Jamonic acid carboxyl methyltransferase: a key enzyme for jasmonate-regulated plant responses
Choi, Yang-Do 서울대학교 농업개발연구소 2000 농업생명과학연구 Vol.4 No.-
Methy1 jasmonate is a plant volatile that acts as an important cellular regulator mediating diverse developmental processes and defense responses. We have cloned the novel gene JMT encoding a S-adenosy1-L-methionine: jasmonic acid carboxyl methyltransferase from Arabidopsis thaliana. Recombinant JMT protein expressed in E. coli catalyzed the formation of methyl jasmonate from jasmonic acid with Km value of 38.5 mM. JMT was not detected in young seedlings but expressed in rosettes, cauline leaves and developing flowers.
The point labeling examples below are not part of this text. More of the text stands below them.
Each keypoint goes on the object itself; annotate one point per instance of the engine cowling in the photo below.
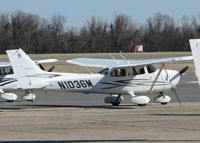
(114, 100)
(10, 97)
(29, 97)
(162, 99)
(140, 100)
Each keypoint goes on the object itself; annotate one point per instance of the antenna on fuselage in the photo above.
(114, 58)
(125, 59)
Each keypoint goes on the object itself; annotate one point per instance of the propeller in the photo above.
(179, 73)
(49, 70)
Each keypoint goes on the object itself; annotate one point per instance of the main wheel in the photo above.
(115, 103)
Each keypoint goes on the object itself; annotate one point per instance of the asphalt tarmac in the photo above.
(77, 117)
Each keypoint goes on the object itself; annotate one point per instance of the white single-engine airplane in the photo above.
(118, 77)
(9, 82)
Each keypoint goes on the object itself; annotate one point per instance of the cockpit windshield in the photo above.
(151, 68)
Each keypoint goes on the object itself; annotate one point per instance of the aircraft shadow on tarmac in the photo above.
(177, 114)
(23, 106)
(88, 141)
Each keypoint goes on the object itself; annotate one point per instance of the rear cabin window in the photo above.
(118, 72)
(132, 71)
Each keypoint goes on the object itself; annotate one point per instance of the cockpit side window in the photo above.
(118, 72)
(132, 71)
(104, 71)
(151, 69)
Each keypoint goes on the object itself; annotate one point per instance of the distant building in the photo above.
(138, 48)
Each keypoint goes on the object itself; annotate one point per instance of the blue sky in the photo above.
(77, 12)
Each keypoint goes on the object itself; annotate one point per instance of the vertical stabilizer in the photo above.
(24, 68)
(195, 48)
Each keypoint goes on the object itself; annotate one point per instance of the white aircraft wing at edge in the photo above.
(8, 64)
(103, 63)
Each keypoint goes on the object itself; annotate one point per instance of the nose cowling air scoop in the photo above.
(174, 80)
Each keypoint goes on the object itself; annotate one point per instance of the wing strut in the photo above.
(158, 74)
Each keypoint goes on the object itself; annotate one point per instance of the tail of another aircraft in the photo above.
(195, 48)
(25, 70)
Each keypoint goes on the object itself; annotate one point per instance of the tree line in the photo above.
(35, 34)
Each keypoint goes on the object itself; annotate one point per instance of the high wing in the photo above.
(109, 63)
(8, 64)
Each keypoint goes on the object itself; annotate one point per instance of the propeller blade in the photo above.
(174, 90)
(51, 69)
(40, 65)
(183, 70)
(179, 73)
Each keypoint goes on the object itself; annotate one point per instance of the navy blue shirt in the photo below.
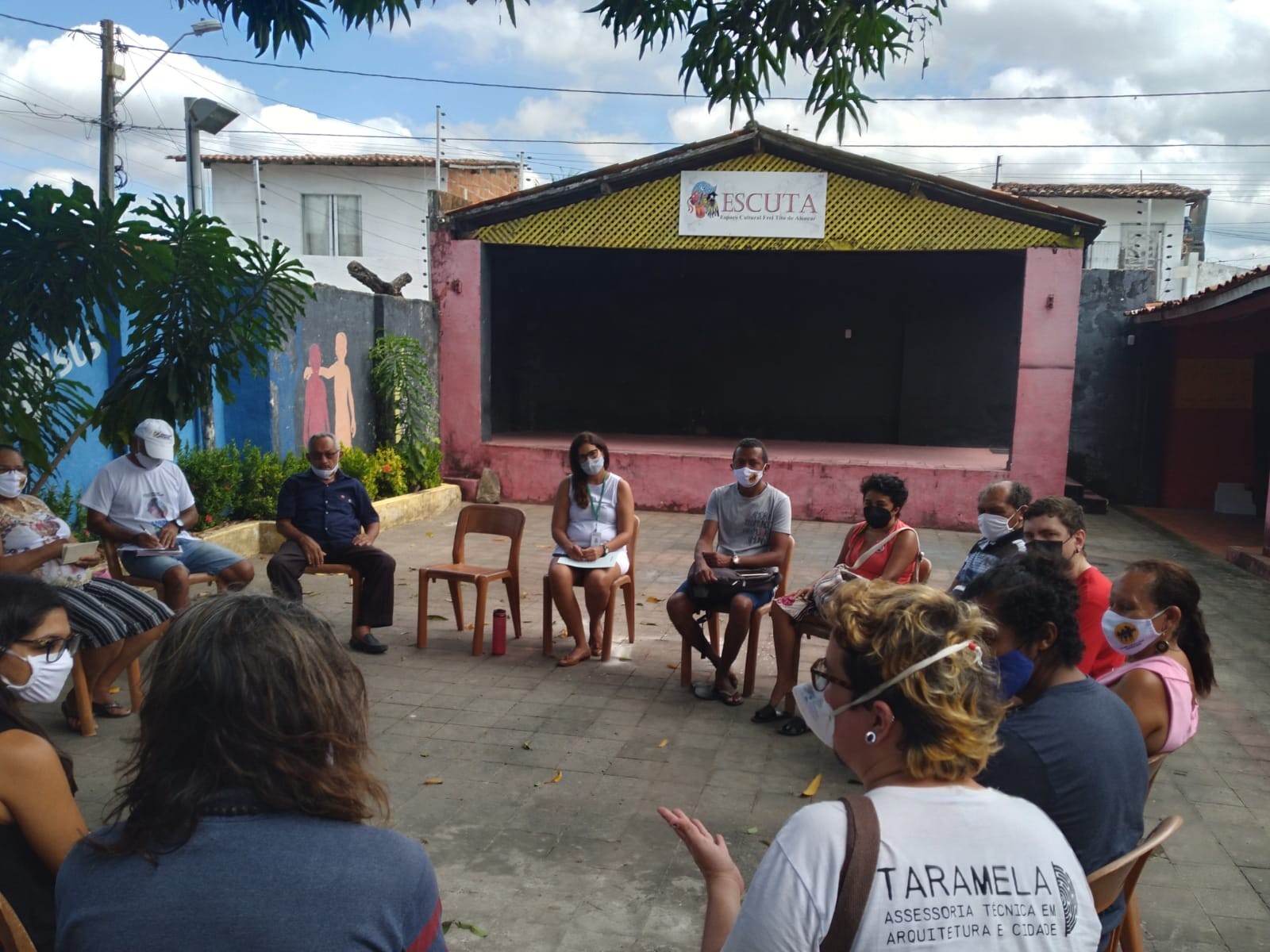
(327, 512)
(1076, 752)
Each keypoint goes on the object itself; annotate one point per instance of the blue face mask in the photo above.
(1015, 670)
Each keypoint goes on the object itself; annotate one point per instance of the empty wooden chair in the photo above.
(13, 935)
(353, 575)
(480, 520)
(624, 583)
(116, 566)
(756, 621)
(1122, 875)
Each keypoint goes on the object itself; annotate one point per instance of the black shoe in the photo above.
(368, 645)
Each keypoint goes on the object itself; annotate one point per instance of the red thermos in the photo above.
(499, 641)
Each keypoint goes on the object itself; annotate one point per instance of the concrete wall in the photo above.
(394, 207)
(1114, 446)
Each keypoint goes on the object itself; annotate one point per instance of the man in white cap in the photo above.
(143, 503)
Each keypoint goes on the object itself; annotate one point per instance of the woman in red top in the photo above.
(879, 547)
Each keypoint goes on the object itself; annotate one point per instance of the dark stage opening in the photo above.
(910, 348)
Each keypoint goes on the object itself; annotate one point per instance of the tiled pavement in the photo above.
(584, 863)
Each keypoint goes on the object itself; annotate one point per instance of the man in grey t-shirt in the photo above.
(751, 520)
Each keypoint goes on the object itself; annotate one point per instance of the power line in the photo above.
(436, 80)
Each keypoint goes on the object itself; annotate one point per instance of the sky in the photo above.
(50, 95)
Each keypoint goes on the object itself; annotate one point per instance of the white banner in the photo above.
(753, 203)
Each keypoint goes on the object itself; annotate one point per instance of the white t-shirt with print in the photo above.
(959, 869)
(137, 499)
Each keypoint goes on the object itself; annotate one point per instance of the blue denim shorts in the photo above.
(194, 555)
(759, 598)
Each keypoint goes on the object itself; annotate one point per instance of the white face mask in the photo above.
(1130, 635)
(46, 678)
(12, 484)
(814, 708)
(994, 527)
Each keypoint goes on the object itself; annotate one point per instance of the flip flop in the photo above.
(768, 715)
(111, 710)
(794, 727)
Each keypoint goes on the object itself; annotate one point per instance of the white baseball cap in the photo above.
(158, 438)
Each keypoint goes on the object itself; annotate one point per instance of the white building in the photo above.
(1149, 226)
(330, 209)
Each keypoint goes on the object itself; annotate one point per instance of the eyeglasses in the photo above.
(821, 677)
(54, 649)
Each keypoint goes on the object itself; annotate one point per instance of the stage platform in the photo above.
(822, 479)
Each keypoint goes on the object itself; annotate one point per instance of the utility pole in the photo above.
(110, 74)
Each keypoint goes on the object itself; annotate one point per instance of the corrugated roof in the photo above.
(368, 159)
(1213, 296)
(1134, 190)
(760, 139)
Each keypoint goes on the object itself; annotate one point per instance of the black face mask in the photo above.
(876, 517)
(1049, 549)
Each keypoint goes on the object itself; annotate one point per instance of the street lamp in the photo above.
(196, 29)
(201, 116)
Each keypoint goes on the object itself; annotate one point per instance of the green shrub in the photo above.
(359, 463)
(389, 474)
(216, 480)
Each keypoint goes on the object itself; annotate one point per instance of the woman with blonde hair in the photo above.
(927, 857)
(241, 822)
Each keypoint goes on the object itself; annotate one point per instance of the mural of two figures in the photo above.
(317, 412)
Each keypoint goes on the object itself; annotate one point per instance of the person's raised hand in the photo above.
(313, 551)
(709, 852)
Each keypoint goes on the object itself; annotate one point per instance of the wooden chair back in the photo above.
(1121, 876)
(13, 933)
(489, 520)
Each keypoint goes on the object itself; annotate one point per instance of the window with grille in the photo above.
(332, 225)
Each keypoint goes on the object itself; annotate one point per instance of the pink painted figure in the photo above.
(317, 418)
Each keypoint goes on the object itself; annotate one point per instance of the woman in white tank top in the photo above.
(592, 522)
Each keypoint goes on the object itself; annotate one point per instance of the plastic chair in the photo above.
(338, 569)
(626, 583)
(13, 933)
(487, 520)
(1121, 876)
(116, 566)
(756, 621)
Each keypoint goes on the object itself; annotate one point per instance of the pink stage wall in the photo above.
(822, 480)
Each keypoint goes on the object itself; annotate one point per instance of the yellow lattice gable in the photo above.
(859, 217)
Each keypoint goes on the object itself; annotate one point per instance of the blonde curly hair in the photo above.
(950, 711)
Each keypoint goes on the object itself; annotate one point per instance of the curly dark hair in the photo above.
(248, 695)
(889, 486)
(1028, 592)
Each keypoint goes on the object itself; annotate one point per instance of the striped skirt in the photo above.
(105, 611)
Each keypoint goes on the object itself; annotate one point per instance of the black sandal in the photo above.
(768, 715)
(794, 727)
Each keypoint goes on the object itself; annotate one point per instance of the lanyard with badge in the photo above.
(596, 503)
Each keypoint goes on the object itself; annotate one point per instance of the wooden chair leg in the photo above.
(421, 632)
(83, 700)
(479, 626)
(135, 696)
(456, 597)
(514, 602)
(548, 651)
(355, 578)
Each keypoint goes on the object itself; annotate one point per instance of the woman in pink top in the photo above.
(879, 547)
(1155, 620)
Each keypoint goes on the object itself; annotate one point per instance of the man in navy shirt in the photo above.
(327, 514)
In addition, expression of the gene was induced both locally and systemically by wounding or methyl jasmonate treatment. This result suggests that JMT can perceive and respond to local and systemic signals generated by external stimuli, and that the signals may include methyl jasmonate itself. Transgenic Arabidopsis overexpressing the JMT contained 3-fold elevated level of endogenous methyl jasmonate without altering jasmonic acid content. The transgenic plants exhibited constitutive expression of jasmonate-responsive genes including VSP and PDF1.2 Furthemore, the transgenic plants showed enhanced level of resistance against the virulent fungus Botrytis cinerea. Thus, our data suggest that the jasmonic acid carboxyl methyltransferase is a key enzyme for the jasmonate-regulated plant responses. Activation of JMT expression leads to production of methyl jasmonate that could act as an intracellular regulator, a diffusible intercellular signal transducer, and an airborne signal mediating intra-and inter- plant communications.